Au cours de la semaine dernière, les hauts responsables politiques – dont Lael Brainard, vice-président de la Fed et John Williams de la Fed de New York – ont répété que la banque centrale «maintiendrait le cap» sur de nouvelles hausses de taux.
La mesure d’inflation préférée de la Fed – l’indice des prix des dépenses de consommation personnelle de base – s’élève à 4,5%, en baisse par rapport à son sommet de 5,4% l’an dernier, mais plus du double de l’objectif de 2% de la banque centrale.

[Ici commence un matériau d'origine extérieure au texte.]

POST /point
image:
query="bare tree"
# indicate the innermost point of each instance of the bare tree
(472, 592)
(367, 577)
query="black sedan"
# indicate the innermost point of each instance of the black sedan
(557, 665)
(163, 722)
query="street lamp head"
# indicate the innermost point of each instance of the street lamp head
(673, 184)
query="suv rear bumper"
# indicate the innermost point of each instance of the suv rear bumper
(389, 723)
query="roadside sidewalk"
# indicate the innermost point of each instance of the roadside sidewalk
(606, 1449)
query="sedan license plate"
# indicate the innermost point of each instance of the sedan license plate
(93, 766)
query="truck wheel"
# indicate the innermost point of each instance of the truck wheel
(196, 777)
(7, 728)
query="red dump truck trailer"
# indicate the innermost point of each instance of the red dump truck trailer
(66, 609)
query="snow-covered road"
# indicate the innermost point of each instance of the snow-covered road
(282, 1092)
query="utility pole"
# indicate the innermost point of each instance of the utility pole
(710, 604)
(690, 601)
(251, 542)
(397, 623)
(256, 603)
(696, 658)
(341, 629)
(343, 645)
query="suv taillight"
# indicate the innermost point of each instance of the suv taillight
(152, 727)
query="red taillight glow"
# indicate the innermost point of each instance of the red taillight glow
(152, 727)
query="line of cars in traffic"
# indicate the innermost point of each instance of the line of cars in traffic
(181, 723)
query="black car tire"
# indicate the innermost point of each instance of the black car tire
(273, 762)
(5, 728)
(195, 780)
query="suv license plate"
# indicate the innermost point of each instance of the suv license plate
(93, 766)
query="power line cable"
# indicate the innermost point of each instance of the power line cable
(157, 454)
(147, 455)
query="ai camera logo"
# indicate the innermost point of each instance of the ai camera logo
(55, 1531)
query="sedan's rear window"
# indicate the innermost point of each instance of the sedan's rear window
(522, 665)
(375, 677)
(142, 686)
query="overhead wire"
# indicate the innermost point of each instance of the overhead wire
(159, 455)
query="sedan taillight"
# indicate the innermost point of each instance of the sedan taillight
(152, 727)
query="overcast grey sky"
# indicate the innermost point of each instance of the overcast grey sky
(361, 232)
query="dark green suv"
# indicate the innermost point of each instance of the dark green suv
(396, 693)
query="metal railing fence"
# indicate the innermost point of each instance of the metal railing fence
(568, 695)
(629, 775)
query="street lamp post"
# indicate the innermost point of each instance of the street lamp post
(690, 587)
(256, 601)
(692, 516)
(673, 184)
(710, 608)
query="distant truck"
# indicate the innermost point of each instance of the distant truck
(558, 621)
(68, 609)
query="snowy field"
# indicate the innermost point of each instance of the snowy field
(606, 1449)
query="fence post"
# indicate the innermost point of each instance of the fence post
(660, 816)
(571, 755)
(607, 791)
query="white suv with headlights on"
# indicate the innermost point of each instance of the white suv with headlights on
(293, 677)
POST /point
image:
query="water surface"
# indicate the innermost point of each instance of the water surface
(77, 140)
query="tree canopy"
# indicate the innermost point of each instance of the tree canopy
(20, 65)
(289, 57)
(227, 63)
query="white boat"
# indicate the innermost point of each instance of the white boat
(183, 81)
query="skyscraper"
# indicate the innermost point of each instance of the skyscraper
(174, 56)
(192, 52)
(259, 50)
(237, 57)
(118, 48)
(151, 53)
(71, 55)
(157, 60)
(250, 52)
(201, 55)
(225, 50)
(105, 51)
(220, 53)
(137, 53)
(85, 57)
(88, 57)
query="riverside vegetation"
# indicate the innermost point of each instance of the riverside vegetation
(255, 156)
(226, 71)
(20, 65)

Les banquiers centraux sont principalement préoccupés par l’inflation dans le secteur des services, qui, selon eux, mettra plus de temps à se résorber que les pressions sur les prix liées au choc des matières premières déclenché par la guerre en Ukraine et les blocages de la chaîne d’approvisionnement liés à la pandémie de Covid-19.
« Nous ne voulons pas être truqués », a déclaré vendredi Christopher Waller, gouverneur de la Fed. Il a déclaré plus tard : « L’inflation ne va pas fondre miraculeusement. Ce sera un travail plus lent et plus difficile pour faire baisser l’inflation, et nous devons donc maintenir les taux plus élevés plus longtemps et ne pas commencer à réduire les taux d’ici la fin de l’année.
Les attentes du marché n’impliquent pas un consensus à Wall Street. « Je ne crois pas qu’il y aura une baisse des taux en 2023 », a déclaré Ron O’Hanley, directeur général de State Street, la banque dépositaire américaine. « Il y aura un rythme modéré d’augmentation des taux. »
Cependant, de nombreux investisseurs ont tenu compte des données récentes qui montrent un ralentissement de l’activité économique et d’autres signes que les dépenses de consommation américaines commencent à en pâtir.
« Le marché baisse les prix car il y a une forte conviction que les données vont devenir faibles », a déclaré Kavi Gupta, co-responsable du trading des taux chez Bank of America.
Les données les plus récentes sur l’emploi aux États-Unis, qui ont montré un ralentissement de la croissance des salaires, ont également renforcé la conviction du marché que l’inflation va baisser de manière significative.
Les données sur l’emploi et les salaires sont « la dernière pièce dont vous aviez besoin pour être convaincu que la baisse de l’inflation est durable », a déclaré Eric Winograd, économiste chez AllianceBernstein.
Pourtant, a déclaré Winograd, « il y a beaucoup d’espoir dans les attentes du marché d’une baisse rapide de l’inflation ».